Malaria is thought to have risen drastically as agriculture developed, causing forests to be cleared and people to congregate in villages. This happened around 2000 BC in West Africa, showing that the sickle cell allele has actually been near equilibrium for a long time.
How long would it take for the sickle-cell allele to drop from a frequency of 0.13 to a frequency of one in a thousand if malaria were eradicated? Assuming heterozygotes are as fit as non-sickle-cell individuals, how long would it take for the sickle-cell allele to drop from a frequency of 0.13 to a frequency of one in a thousand if malaria was eradicated?
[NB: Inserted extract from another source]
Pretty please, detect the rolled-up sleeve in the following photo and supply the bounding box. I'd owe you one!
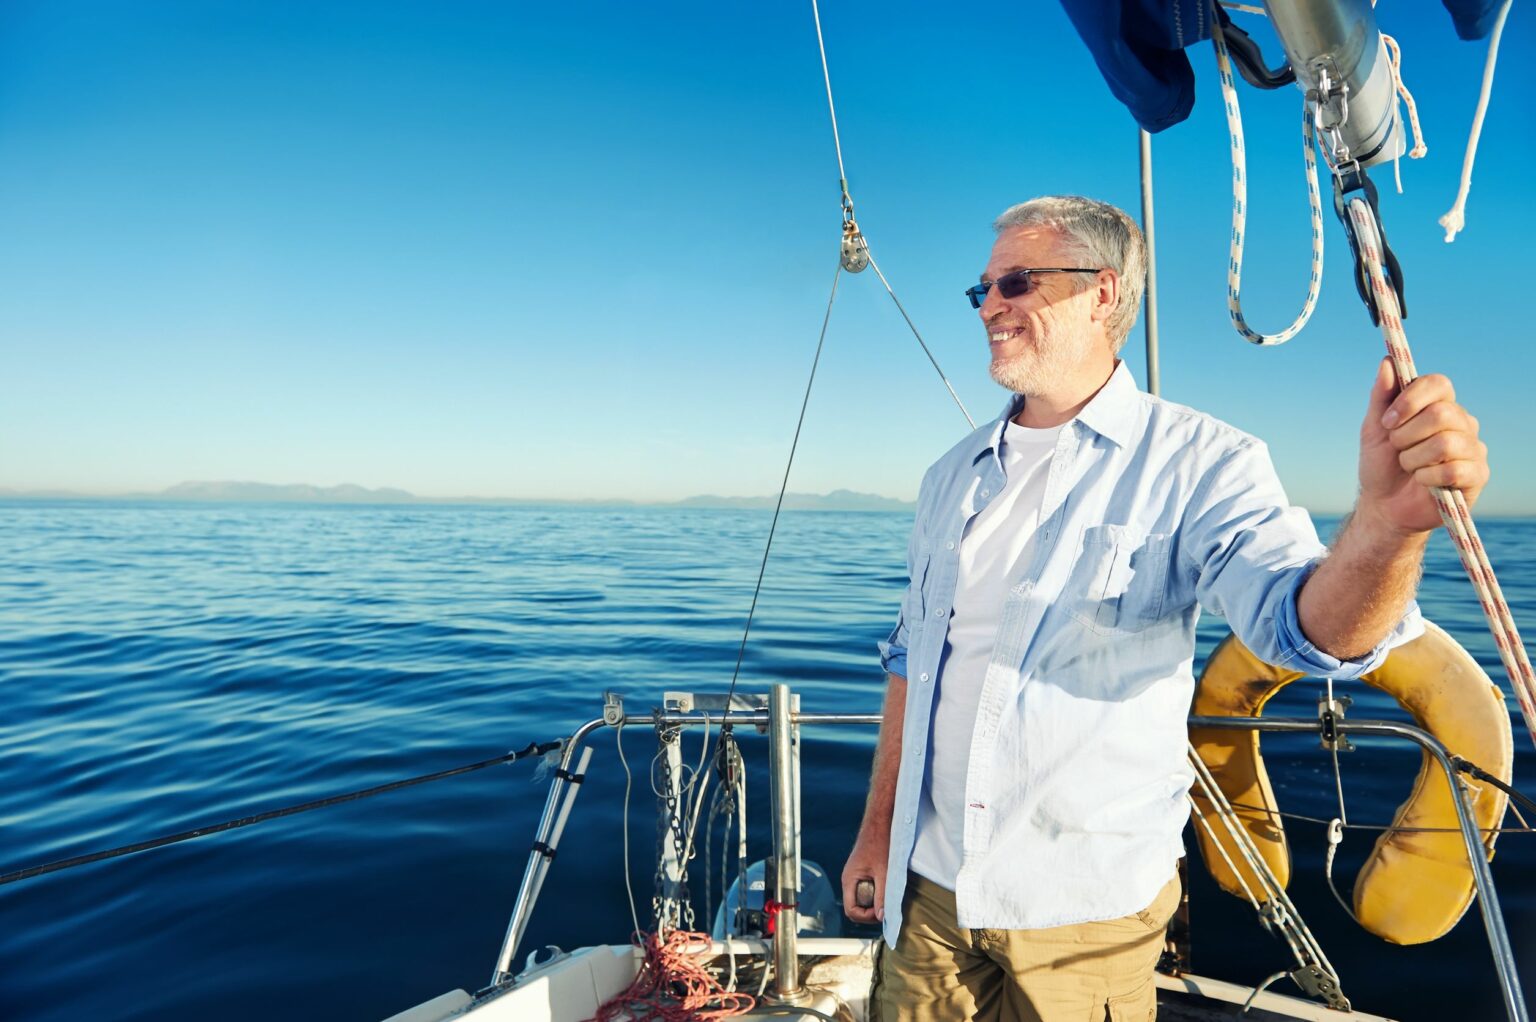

First and foremost, keep in mind the assumptions!! There is only one genetic locus with constant fitnesses, no mutations, migration, or meiotic drive. In more complex models, Fisher’s fundamental theorem (as loosely interpreted) does not always hold.

Mutations (updated)

A single-stranded RNA molecule with a sequence of three-base codons is depicted in this diagram. When converted into protein, each three-nucleotide codon refers to an amino acid. The corresponding amino acid of the protein is changed when one of these codons is changed by a point mutation.
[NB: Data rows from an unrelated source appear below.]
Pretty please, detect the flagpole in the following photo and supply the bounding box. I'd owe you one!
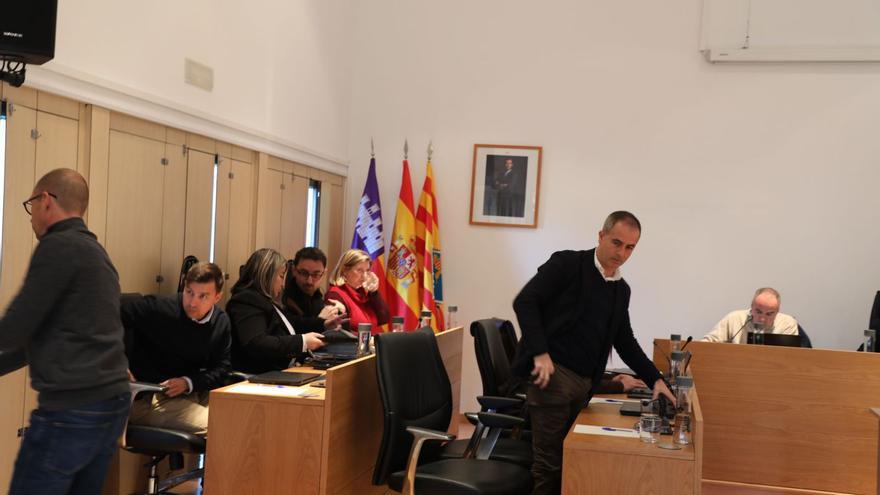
[403,139,408,160]
[427,140,433,162]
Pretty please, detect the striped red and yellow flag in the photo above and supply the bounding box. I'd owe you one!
[415,160,445,332]
[385,160,421,330]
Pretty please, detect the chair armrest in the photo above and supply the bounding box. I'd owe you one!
[476,395,523,411]
[463,412,479,426]
[476,412,525,429]
[402,427,456,495]
[514,392,527,401]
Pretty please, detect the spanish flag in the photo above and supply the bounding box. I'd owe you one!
[385,160,420,330]
[415,160,445,332]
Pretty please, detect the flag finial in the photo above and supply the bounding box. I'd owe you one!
[404,139,409,159]
[427,140,434,162]
[371,137,375,158]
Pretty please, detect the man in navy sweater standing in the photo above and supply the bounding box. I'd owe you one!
[0,168,130,495]
[512,210,675,495]
[122,262,231,436]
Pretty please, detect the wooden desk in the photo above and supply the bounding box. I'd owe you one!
[203,327,463,495]
[562,391,703,495]
[656,339,880,494]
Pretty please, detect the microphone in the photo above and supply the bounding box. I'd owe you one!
[680,336,693,351]
[727,313,752,343]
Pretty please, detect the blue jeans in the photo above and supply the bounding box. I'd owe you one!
[9,392,131,495]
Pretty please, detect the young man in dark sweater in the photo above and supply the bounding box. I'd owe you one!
[0,168,130,495]
[122,262,231,436]
[512,211,675,495]
[282,247,345,331]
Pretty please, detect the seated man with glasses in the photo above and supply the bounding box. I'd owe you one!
[282,247,346,332]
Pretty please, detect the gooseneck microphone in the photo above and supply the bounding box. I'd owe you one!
[680,336,693,351]
[727,313,752,343]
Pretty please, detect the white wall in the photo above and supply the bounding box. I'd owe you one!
[40,0,354,166]
[345,0,880,412]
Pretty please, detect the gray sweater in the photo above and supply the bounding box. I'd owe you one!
[0,217,129,410]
A single nucleotide base is modified, added, or removed from a DNA or RNA sequence of an organism’s genome in a point mutation or substitution.
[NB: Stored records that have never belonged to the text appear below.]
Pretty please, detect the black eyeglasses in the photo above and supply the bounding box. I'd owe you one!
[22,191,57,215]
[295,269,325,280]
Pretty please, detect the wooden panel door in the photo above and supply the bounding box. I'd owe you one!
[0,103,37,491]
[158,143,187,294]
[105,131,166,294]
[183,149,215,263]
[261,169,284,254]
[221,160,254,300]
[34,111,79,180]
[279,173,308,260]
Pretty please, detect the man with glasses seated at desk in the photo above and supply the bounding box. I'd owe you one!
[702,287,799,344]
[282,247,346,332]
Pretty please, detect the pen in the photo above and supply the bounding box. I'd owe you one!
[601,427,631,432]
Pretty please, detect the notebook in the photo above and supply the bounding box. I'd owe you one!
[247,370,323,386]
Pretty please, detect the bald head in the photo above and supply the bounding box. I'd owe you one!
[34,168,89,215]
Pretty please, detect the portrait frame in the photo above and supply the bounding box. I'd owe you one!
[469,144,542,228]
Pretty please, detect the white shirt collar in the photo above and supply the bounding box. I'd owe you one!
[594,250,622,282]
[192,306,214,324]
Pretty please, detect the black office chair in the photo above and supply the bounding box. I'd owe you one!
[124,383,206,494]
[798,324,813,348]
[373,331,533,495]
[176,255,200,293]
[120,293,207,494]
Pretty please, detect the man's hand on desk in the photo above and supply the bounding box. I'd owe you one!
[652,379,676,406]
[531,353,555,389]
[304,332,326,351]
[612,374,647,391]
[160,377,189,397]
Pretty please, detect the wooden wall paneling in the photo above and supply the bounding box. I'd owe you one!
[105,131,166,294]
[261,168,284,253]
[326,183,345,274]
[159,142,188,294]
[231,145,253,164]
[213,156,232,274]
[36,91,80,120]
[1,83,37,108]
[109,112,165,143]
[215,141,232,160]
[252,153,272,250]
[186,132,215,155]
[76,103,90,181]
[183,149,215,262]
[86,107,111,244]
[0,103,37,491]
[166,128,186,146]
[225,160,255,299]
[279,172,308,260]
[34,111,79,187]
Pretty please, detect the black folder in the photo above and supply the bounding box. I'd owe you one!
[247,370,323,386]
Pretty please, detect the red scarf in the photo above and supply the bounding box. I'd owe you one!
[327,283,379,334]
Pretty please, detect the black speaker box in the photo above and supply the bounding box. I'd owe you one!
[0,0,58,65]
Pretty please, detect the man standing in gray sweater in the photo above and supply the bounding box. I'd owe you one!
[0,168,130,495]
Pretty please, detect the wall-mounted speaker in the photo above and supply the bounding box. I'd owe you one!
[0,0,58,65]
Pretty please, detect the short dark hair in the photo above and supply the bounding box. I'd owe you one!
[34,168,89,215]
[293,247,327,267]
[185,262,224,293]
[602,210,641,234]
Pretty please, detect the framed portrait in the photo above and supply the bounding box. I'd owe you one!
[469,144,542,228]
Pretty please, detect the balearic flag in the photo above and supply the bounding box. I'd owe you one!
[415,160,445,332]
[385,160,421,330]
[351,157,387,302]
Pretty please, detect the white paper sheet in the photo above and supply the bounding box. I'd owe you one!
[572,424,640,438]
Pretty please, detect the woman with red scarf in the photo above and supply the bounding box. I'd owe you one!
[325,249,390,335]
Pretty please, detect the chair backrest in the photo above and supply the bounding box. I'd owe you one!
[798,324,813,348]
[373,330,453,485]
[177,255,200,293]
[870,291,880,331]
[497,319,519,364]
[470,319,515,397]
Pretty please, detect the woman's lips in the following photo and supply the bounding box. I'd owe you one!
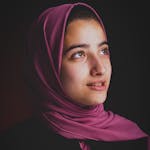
[87,81,106,91]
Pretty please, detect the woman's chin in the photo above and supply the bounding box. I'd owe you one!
[79,95,107,106]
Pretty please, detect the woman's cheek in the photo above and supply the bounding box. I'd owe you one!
[66,63,87,81]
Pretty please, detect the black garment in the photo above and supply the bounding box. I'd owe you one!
[0,118,147,150]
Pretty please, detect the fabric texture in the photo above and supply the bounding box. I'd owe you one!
[25,2,149,150]
[1,118,147,150]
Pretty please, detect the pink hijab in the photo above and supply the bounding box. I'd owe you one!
[26,2,149,150]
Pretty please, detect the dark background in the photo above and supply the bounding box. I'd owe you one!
[0,0,150,134]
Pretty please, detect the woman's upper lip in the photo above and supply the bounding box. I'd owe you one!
[87,80,106,86]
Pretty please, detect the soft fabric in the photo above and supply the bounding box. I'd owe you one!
[25,2,150,150]
[1,118,147,150]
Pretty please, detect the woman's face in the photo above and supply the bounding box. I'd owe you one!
[60,19,112,106]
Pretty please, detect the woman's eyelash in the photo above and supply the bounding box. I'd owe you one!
[71,51,85,59]
[69,47,110,59]
[100,48,110,55]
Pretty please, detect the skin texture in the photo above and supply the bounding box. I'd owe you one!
[60,19,112,106]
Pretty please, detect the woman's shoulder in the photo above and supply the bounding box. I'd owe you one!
[88,137,147,150]
[0,117,80,150]
[1,117,147,150]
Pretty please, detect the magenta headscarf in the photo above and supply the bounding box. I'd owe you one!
[26,2,149,150]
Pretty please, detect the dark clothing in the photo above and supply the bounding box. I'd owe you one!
[1,118,147,150]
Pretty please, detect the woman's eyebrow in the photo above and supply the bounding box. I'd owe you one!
[64,44,89,54]
[64,41,108,54]
[98,41,109,47]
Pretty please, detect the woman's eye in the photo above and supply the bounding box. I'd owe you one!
[71,51,85,59]
[100,48,110,56]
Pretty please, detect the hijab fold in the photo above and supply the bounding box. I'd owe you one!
[26,2,149,150]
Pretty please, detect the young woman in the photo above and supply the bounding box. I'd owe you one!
[2,2,149,150]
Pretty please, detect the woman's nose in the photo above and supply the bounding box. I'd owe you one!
[90,57,106,76]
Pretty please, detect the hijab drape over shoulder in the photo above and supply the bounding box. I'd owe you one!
[25,2,150,150]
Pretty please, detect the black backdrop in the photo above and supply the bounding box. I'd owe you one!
[1,0,150,134]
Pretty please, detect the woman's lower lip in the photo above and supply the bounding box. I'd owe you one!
[87,85,106,91]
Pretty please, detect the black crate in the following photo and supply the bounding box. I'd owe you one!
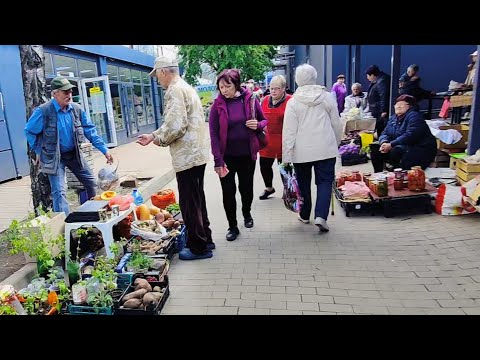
[124,236,175,260]
[115,276,169,315]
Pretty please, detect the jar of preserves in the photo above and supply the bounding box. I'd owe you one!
[377,179,388,197]
[394,168,403,179]
[407,166,425,191]
[351,170,362,181]
[394,178,403,190]
[363,172,371,187]
[402,170,408,181]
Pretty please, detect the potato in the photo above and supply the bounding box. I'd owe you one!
[143,292,162,310]
[122,298,143,309]
[152,286,162,292]
[121,288,148,304]
[155,212,165,223]
[134,278,152,292]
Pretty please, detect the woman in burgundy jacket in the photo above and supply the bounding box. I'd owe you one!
[209,69,267,241]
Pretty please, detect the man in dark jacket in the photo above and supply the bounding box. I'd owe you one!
[370,94,436,173]
[366,65,391,137]
[25,76,113,215]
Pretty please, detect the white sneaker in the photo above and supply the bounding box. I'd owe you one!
[314,217,329,232]
[297,216,310,224]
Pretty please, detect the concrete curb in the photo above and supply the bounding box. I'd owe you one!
[0,263,37,290]
[0,170,176,291]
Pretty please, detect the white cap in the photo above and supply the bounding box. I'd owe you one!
[470,50,478,56]
[149,56,179,77]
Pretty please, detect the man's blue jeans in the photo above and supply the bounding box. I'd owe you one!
[294,157,336,221]
[48,152,97,215]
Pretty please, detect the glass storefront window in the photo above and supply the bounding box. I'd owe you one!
[107,65,119,82]
[53,54,78,77]
[142,72,150,85]
[44,52,54,77]
[119,67,131,83]
[133,84,146,126]
[78,59,98,78]
[110,84,124,131]
[143,85,154,124]
[131,69,141,84]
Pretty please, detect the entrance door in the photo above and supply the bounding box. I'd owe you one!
[80,76,117,147]
[0,90,18,182]
[120,84,138,137]
[0,91,11,152]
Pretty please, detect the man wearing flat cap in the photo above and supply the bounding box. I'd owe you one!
[25,76,113,215]
[137,56,214,261]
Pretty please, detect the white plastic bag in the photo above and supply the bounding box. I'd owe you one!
[130,219,167,241]
[98,162,119,191]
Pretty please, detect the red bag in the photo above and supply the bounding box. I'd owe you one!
[439,99,450,119]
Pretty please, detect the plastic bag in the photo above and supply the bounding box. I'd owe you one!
[279,163,301,213]
[98,162,119,191]
[130,219,167,241]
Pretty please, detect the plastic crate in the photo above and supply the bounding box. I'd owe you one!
[67,303,113,315]
[173,225,187,253]
[116,272,134,290]
[115,276,169,315]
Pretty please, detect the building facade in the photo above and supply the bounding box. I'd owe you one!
[0,45,166,182]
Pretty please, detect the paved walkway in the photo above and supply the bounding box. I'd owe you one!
[162,160,480,315]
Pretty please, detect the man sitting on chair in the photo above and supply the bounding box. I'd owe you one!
[370,95,437,173]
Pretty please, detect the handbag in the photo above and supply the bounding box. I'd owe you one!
[250,96,269,149]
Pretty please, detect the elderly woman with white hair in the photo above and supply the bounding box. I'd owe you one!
[342,82,368,114]
[282,64,344,232]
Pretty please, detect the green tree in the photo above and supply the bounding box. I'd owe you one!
[178,45,277,85]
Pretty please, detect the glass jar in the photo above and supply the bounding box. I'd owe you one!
[377,179,388,197]
[407,166,425,191]
[394,179,403,190]
[351,170,361,181]
[394,168,403,179]
[363,173,371,188]
[402,170,408,181]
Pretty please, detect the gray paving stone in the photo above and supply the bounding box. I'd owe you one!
[238,307,270,315]
[206,307,239,315]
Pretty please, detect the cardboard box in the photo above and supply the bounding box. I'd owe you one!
[436,124,469,149]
1st Point mutations have a number of implications on the downstream protein product, which are moderately predictable depending on the mutation’s specifics. In terms of protein production, structure, and function, these consequences can vary from no effect (e.g. synonymous mutations) to deleterious effects (e.g. frameshift mutations).
Point mutations are most commonly found during DNA replication. One double-stranded DNA molecule splits into two single strands, each of which serves as a template for the formation of the complementary strand. A single point mutation has the ability to modify the entire DNA sequence. The amino acid that the nucleotides code for can be modified by changing one purine or pyrimidine.

Gel electrophoresis to determine genotype

Sickle cell disease is most common among African Americans in the United States. One in every 12 African Americans and one in every 100 Hispanic Americans has the sickle cell gene, which means they are sickle cell disease carriers.
A mutation in the hemoglobin-Beta gene on chromosome 11 causes sickle cell disease. Hemoglobin is a protein that carries oxygen from the lungs to the rest of the body. Normal hemoglobin (hemoglobin-A) red blood cells are smooth and round, and they glide through blood vessels.
Hemoglobin S molecules, which are irregular in people with sickle cell disease, bind together and form long, rod-like structures. Red blood cells become rigid and sickle-shaped as a result of these structures. These red blood cells pile up due to their form, causing blockages and causing damage to vital organs and tissue.
Sickle cells can block blood flow into veins, causing lung tissue damage and symptoms such as acute chest syndrome, pain episodes, stroke, and priapism (painful, prolonged erection). The spleen, kidneys, and liver are also affected. Patients, particularly young children, are easily overwhelmed by bacterial infections due to spleen damage.